Pinching-Antenna Systems-Assisted SWIPT: A Rate-Energy Trade-off Perspective

TL;DR

This paper explores the rate-energy trade-off in pinching-antenna systems (PASS) for SWIPT, proposing optimization algorithms for single and multiple user scenarios, and demonstrating superior performance over conventional systems.

Contribution

It introduces novel beamforming and resource allocation algorithms for PASS-assisted SWIPT, addressing both single and multiple user scenarios with multiple access schemes.

Findings

PASS achieves a larger rate-energy region than conventional systems.

TDMA outperforms NOMA and FDMA in multiple user scenarios.
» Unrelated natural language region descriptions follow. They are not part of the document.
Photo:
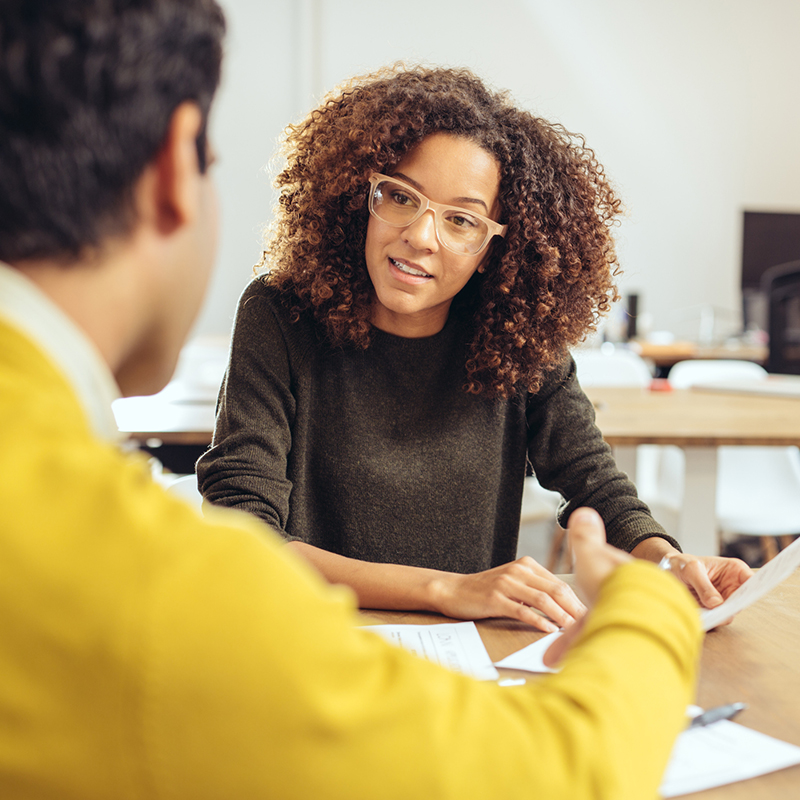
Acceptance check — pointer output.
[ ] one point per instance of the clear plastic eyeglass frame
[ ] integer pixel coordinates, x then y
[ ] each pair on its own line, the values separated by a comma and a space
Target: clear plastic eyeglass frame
467, 249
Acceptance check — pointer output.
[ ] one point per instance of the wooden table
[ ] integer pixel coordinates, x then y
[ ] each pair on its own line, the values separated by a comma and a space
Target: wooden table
665, 356
756, 660
698, 422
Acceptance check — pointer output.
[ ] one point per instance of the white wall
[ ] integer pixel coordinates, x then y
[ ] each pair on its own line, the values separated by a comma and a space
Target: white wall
691, 105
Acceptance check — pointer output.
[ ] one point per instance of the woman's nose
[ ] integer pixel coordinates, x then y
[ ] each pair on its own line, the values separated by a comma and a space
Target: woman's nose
421, 233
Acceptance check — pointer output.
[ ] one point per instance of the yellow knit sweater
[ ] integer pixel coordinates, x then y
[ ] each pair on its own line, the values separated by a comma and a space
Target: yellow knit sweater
145, 652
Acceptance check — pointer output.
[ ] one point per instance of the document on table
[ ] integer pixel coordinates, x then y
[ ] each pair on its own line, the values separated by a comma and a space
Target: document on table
455, 645
722, 753
764, 579
531, 658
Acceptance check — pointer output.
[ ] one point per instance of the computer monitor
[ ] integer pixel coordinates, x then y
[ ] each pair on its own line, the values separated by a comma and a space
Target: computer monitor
769, 238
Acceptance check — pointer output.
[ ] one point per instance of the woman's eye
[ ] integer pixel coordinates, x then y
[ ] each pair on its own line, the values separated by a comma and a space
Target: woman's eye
461, 221
402, 199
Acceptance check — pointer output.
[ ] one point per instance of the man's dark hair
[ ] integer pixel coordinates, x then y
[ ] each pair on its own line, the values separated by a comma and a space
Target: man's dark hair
87, 89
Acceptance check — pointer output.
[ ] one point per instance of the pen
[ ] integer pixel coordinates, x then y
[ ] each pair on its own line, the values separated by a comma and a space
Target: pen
716, 714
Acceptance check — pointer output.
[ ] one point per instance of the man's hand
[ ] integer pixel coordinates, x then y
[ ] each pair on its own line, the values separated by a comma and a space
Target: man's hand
594, 562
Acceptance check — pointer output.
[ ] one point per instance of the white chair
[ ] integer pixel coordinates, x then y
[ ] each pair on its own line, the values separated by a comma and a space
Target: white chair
610, 366
758, 488
185, 487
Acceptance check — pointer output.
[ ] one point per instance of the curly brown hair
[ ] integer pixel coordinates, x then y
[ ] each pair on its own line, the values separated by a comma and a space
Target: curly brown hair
545, 285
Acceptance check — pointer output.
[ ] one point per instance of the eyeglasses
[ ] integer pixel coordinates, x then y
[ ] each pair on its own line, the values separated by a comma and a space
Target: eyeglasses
397, 204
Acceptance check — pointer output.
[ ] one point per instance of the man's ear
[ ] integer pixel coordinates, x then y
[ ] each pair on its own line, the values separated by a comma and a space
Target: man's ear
170, 181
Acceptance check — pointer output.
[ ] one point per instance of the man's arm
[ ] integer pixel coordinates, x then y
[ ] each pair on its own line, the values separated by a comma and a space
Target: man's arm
259, 683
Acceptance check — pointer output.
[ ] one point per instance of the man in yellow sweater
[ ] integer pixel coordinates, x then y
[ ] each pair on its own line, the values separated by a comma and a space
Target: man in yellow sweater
148, 652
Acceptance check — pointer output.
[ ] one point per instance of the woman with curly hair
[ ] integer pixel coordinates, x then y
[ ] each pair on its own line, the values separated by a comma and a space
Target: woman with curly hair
404, 357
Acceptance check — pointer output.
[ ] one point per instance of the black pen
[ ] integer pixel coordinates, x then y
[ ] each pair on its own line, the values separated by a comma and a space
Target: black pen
716, 714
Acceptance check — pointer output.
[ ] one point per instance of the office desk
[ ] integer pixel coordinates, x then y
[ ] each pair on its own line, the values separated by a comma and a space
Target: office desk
756, 660
665, 356
698, 422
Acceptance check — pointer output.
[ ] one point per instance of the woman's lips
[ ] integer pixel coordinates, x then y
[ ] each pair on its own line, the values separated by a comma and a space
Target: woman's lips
407, 272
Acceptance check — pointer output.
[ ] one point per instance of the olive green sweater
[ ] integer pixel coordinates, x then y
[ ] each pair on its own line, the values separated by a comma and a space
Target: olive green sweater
380, 455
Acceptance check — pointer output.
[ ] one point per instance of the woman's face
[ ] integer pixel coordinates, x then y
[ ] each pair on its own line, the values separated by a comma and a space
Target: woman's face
414, 277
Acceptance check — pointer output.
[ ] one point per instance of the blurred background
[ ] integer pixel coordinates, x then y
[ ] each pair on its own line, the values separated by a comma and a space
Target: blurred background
691, 105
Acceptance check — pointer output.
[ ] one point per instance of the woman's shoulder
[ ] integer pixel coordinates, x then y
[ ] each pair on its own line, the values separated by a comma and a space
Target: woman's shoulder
267, 313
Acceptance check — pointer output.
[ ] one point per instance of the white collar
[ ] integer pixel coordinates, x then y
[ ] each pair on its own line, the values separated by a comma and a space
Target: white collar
25, 306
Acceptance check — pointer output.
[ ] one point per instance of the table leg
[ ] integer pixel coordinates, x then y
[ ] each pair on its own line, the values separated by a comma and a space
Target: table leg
697, 528
626, 460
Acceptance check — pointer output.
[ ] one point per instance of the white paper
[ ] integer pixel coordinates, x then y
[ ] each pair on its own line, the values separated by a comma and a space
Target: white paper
455, 645
764, 580
530, 658
722, 753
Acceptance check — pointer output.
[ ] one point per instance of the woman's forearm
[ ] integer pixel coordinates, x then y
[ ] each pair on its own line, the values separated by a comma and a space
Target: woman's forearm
386, 586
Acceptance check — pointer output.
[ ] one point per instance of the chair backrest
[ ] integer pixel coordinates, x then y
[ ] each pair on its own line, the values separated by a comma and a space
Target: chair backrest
688, 373
781, 286
186, 488
610, 367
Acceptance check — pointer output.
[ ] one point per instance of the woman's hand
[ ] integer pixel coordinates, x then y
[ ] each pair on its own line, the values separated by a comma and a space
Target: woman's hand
522, 589
711, 579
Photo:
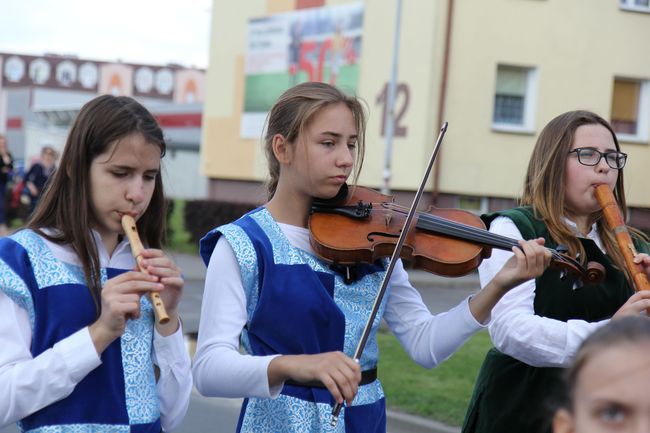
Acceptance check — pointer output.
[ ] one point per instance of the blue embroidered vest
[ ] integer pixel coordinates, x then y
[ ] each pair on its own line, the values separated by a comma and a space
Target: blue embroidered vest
297, 305
118, 396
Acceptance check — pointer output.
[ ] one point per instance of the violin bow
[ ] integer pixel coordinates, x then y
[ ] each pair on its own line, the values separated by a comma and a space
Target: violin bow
393, 260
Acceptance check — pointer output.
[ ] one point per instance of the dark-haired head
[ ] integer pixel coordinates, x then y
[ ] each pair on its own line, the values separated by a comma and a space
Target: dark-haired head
291, 114
66, 204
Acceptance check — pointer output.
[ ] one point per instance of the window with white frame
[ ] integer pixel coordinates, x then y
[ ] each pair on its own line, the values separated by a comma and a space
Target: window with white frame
630, 109
514, 98
635, 5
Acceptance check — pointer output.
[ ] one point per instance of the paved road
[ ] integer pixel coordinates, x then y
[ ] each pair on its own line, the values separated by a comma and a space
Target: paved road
217, 415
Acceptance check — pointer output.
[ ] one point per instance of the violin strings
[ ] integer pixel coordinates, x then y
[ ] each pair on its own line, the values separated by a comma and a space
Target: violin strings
453, 228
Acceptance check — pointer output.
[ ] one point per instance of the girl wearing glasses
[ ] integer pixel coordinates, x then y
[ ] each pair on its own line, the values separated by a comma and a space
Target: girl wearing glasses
538, 326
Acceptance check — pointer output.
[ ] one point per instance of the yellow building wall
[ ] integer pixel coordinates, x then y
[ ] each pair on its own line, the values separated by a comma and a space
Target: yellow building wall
225, 155
578, 48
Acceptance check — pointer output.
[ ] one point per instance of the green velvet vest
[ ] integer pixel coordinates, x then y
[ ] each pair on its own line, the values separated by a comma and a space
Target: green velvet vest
511, 396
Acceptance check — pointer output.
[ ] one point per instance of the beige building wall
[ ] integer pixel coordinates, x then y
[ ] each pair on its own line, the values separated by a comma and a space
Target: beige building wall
577, 48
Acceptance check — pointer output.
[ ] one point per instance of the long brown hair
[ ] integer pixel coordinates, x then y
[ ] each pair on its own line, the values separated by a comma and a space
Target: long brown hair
293, 111
66, 204
544, 186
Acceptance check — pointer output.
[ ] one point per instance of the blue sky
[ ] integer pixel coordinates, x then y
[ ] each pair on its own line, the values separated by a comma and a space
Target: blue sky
133, 31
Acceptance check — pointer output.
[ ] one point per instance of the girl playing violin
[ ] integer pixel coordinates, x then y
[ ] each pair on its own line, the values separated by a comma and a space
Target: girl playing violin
80, 352
539, 325
297, 318
607, 383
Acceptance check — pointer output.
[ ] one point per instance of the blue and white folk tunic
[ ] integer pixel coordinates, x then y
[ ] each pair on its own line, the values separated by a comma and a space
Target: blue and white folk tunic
118, 396
297, 305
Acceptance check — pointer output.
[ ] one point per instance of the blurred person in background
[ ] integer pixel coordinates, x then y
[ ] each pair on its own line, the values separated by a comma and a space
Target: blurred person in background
6, 167
38, 175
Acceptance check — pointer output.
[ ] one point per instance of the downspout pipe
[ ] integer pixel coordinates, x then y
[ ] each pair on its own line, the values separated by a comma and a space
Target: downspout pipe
442, 101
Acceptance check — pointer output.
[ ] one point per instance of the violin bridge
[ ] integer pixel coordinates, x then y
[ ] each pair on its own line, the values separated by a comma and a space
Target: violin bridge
632, 249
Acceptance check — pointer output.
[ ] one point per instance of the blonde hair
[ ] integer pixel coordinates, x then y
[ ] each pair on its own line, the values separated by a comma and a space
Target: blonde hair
544, 185
293, 111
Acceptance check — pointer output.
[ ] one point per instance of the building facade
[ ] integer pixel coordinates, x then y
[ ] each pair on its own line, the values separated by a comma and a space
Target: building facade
496, 70
40, 95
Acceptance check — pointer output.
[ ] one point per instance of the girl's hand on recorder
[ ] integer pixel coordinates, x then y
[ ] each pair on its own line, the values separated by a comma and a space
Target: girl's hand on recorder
120, 301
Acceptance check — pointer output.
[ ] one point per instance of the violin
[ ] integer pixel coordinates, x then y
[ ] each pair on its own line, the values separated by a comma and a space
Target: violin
363, 225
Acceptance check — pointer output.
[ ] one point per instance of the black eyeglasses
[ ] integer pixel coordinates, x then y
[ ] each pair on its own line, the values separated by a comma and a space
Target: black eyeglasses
591, 157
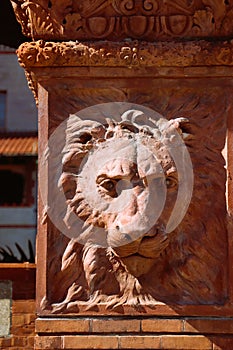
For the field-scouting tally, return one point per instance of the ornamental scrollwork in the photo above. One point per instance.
(120, 19)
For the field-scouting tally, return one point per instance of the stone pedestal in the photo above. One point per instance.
(163, 288)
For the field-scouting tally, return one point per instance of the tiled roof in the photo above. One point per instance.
(18, 144)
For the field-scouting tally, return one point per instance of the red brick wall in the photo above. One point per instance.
(129, 333)
(22, 328)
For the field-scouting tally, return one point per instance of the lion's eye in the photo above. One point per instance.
(171, 182)
(108, 185)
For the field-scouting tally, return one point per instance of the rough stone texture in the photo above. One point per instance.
(5, 307)
(170, 277)
(189, 287)
(119, 19)
(22, 323)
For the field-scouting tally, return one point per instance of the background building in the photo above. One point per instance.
(18, 151)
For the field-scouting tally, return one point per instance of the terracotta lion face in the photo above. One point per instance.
(121, 181)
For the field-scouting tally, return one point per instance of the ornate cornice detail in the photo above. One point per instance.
(118, 19)
(125, 54)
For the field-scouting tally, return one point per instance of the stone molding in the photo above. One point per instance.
(117, 19)
(125, 54)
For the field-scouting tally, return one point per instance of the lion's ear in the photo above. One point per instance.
(183, 126)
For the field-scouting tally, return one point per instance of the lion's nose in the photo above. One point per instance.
(152, 232)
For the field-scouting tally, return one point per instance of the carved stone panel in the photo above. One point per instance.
(124, 19)
(102, 267)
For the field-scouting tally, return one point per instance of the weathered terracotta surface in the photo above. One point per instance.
(184, 272)
(129, 55)
(119, 19)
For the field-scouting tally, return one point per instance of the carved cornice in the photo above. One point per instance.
(118, 19)
(125, 54)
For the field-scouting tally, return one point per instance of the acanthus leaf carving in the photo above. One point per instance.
(118, 19)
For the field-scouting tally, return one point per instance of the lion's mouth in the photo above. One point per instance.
(150, 245)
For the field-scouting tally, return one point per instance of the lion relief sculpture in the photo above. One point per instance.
(122, 181)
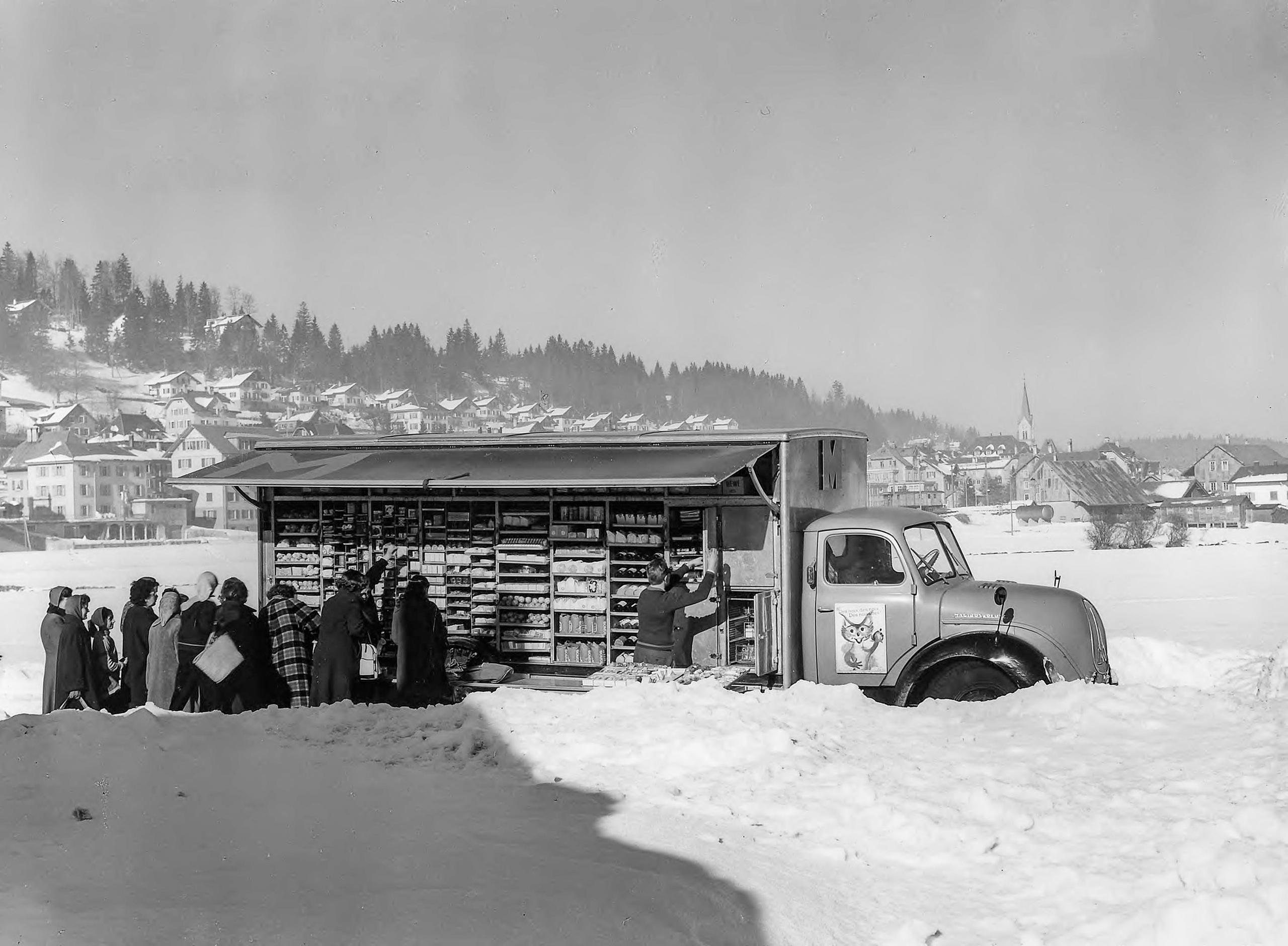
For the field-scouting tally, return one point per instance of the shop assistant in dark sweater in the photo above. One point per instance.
(136, 627)
(657, 609)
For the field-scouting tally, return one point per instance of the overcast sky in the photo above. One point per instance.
(926, 201)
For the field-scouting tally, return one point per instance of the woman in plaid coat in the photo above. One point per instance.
(293, 629)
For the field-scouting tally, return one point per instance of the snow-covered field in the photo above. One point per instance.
(1155, 812)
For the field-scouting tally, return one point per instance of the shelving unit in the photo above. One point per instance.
(523, 580)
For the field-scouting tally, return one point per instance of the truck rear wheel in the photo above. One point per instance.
(969, 680)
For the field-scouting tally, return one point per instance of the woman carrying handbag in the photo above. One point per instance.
(76, 682)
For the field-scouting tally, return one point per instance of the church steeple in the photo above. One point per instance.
(1024, 428)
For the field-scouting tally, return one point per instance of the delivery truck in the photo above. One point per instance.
(536, 547)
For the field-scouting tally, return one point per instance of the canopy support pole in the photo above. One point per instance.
(253, 502)
(760, 490)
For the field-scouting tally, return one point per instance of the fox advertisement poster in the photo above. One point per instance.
(861, 639)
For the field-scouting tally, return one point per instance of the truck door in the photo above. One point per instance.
(865, 616)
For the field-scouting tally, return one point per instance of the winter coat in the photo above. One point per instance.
(248, 682)
(51, 630)
(136, 628)
(293, 628)
(106, 660)
(76, 671)
(163, 656)
(422, 639)
(347, 621)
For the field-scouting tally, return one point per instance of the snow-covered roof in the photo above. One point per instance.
(172, 377)
(236, 380)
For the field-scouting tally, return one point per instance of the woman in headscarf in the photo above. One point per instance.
(348, 619)
(422, 639)
(51, 630)
(163, 654)
(107, 664)
(76, 677)
(244, 689)
(136, 627)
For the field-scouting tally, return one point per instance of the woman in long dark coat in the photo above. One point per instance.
(422, 639)
(51, 630)
(136, 628)
(245, 687)
(348, 619)
(107, 663)
(76, 673)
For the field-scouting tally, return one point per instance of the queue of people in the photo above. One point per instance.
(286, 655)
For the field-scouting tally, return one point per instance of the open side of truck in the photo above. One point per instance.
(536, 547)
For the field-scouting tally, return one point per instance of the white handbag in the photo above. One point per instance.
(219, 659)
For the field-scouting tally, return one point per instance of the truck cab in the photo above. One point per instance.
(889, 603)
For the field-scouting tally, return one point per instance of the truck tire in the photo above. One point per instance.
(969, 680)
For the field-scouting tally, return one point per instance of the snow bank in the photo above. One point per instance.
(1063, 816)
Proposed algorithms effectively optimize the rate-energy trade-off.

Abstract

This paper investigates the rate-energy trade-off for pinching-antenna systems (PASS)-assisted simultaneous wireless information and power transfer (SWIPT) systems. Both the single information user (IU)/energy user (EU) and multiple IUs/EUs scenarios are considered.1) For the single IU/EU scenario, a pinching beamforming optimization problem is formulated for simultaneously maximizing data rate and harvested energy. To tackle this problem, a two-stage algorithm is proposed. Specifically, the successive convex approximation (SCA) method is first invoked for minimizing the large-scale path loss, which is followed by the fine-tuning method for the phase alignment. 2) For the multiple IUs/EUs scenario, three multiple access schemes are considered, i.e., frequency division multiple access (FDMA), time division multiple access (TDMA), and non-orthogonal multiple access (NOMA). The corresponding multi-objective optimization problem (MOOP) that simultaneously maximizes the minimum data rate and minimum harvested energy is formulated for ensuring users' fairness. To address this problem, we adopt the $\epsilon$-constraint method to first convert the intractable MOOPs to single-objective optimization problems (SOOPs). Then, for the SOOP under each multiple access protocol, the particle swarm optimization (PSO) and convex optimization methods are adopted for solving the pinching beamforming and resource allocation problems, respectively. Simulation results unveil that: i) PASS can achieve a significantly superior rate-energy region compared to conventional fixed-position antenna systems for pinching beamforming; and ii) by exploiting the time-switching feature, TDMA can outperform both NOMA and FDMA for the multiple IUs/EUs scenario.